Monday, June 4, 2007

Family's important, but...

My sister, Shawna, uttered that phrase sometime back. I don't remember the context, but it wasn't said in complete jest. It was comical to me at the time for the sitcom-like absurdity of it, but the more I've thought about it, the sadder the phrase has become and the more it has seemed to embody the relationships among my siblings.

I have four siblings, three sisters - Sharie, Sheena, and Shawna - and one brother - Shawn. Growing up we were close, not extremely so, but we got along. As we became teenagers, though, we began drifting apart. We became caught up in our own problems, our own lives. I was/am just as guilty as the rest. None of us, myself included, call each other or make an effort to see each other near as much as we should. We get birthday gifts for each other more because it is expected than because we get excited and care about giving gifts to each other. I would say that most of us have no idea of what is going on in each other's lives past the surface level of where we are working and who we are dating. I don't think we know how each other really feels or what each other's hopes and dreams are. I also think that my siblings are very unhappy and desperately trying to fix it, but unsure how.
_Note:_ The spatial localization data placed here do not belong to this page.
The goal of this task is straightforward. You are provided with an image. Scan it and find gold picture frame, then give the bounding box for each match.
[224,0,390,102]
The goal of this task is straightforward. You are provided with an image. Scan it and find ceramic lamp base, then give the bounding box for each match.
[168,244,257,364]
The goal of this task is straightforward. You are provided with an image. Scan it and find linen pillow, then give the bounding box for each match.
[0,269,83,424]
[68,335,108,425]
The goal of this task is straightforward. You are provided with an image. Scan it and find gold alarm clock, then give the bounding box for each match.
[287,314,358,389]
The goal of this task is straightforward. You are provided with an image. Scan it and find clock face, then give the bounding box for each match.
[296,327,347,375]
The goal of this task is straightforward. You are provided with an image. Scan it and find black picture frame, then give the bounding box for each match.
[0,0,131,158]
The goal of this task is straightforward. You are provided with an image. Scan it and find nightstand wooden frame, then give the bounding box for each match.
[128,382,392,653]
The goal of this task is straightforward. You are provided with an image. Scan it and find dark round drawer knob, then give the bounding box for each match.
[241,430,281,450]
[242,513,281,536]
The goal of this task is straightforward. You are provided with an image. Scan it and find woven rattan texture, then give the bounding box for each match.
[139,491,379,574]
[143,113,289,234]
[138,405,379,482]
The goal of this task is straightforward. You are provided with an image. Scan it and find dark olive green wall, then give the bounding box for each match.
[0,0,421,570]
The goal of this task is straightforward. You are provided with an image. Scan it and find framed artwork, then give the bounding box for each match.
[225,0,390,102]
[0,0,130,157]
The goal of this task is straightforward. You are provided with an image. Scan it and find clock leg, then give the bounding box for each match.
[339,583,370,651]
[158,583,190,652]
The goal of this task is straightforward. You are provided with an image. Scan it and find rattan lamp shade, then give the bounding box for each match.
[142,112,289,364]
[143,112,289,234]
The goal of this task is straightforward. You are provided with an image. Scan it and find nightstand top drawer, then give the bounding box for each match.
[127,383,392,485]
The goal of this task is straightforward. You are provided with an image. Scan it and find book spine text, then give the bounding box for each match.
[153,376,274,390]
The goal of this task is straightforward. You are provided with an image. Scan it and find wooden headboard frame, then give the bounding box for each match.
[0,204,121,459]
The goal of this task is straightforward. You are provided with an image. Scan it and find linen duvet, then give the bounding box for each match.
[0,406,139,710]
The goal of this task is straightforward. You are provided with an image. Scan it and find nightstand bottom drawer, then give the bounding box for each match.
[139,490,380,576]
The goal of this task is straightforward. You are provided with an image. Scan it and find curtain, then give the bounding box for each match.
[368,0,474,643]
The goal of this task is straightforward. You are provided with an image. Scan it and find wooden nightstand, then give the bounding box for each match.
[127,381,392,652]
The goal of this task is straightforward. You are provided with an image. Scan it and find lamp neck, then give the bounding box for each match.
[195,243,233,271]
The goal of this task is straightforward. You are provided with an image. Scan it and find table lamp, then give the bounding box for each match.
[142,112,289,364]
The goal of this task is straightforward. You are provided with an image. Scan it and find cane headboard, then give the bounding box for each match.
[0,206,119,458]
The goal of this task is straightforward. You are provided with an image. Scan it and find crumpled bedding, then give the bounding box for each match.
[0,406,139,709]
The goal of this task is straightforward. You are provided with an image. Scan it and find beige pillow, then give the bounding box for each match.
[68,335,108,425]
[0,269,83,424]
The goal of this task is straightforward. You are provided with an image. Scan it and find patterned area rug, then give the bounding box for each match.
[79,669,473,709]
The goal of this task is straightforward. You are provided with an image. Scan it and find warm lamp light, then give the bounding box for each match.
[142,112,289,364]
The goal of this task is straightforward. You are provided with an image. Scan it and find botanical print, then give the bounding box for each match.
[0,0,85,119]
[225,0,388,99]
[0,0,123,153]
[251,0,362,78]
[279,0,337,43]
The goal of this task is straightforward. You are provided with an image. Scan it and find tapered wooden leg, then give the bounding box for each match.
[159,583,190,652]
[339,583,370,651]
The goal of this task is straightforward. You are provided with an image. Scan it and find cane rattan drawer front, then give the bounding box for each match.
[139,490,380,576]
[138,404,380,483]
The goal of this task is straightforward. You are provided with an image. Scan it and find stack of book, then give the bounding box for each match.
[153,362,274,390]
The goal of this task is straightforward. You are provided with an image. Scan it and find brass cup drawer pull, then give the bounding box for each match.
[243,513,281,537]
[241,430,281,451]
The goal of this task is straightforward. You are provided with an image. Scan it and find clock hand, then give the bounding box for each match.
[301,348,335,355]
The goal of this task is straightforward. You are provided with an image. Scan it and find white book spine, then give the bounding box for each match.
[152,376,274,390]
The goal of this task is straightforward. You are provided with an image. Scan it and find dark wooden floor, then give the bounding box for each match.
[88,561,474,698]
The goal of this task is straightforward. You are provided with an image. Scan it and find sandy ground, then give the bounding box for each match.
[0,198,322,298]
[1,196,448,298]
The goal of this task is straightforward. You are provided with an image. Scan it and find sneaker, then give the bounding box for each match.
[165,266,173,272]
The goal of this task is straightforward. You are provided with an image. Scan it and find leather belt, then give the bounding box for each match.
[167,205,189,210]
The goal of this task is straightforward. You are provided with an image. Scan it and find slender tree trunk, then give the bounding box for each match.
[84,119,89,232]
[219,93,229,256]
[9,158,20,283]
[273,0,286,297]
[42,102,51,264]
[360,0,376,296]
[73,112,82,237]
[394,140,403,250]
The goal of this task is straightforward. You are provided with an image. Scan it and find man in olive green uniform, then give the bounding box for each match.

It's sad. I want to fix it, but I'm not sure how or if I can. Future posts will go more indepth on my siblings and our relationships and what I think the problems are that need to be overcome before we can become a closer family.


FoxyShawna said...

This will be interesting.
You know, you can ask me anything. I know that it is a bit of a cop out to say I have a hard time opening up, but I do have a hard time coming right out and telling someone/anyone my personal issues/problems. whether I should or should not, I expect others to notice if their is something going on with me and just straight up ask. Yes, I know all of us siblings seem to be too busy for eachother but.......(haha, I just thought I would throw that but in their.)

Captain Noble said...

I would say it is a cop-out to always expect the other person to ask how you are doing. You're shifting all of the responsibility from yourself to them. That said, I will try harder to ask you about your life. Typically when people say, "How are you?" they are not meaning it more than superficially, but when I ask you how you're doing, I am really asking you how you're doing.

So, I'll try to really ask you how things are going if you try to open up without being prodded. Deal?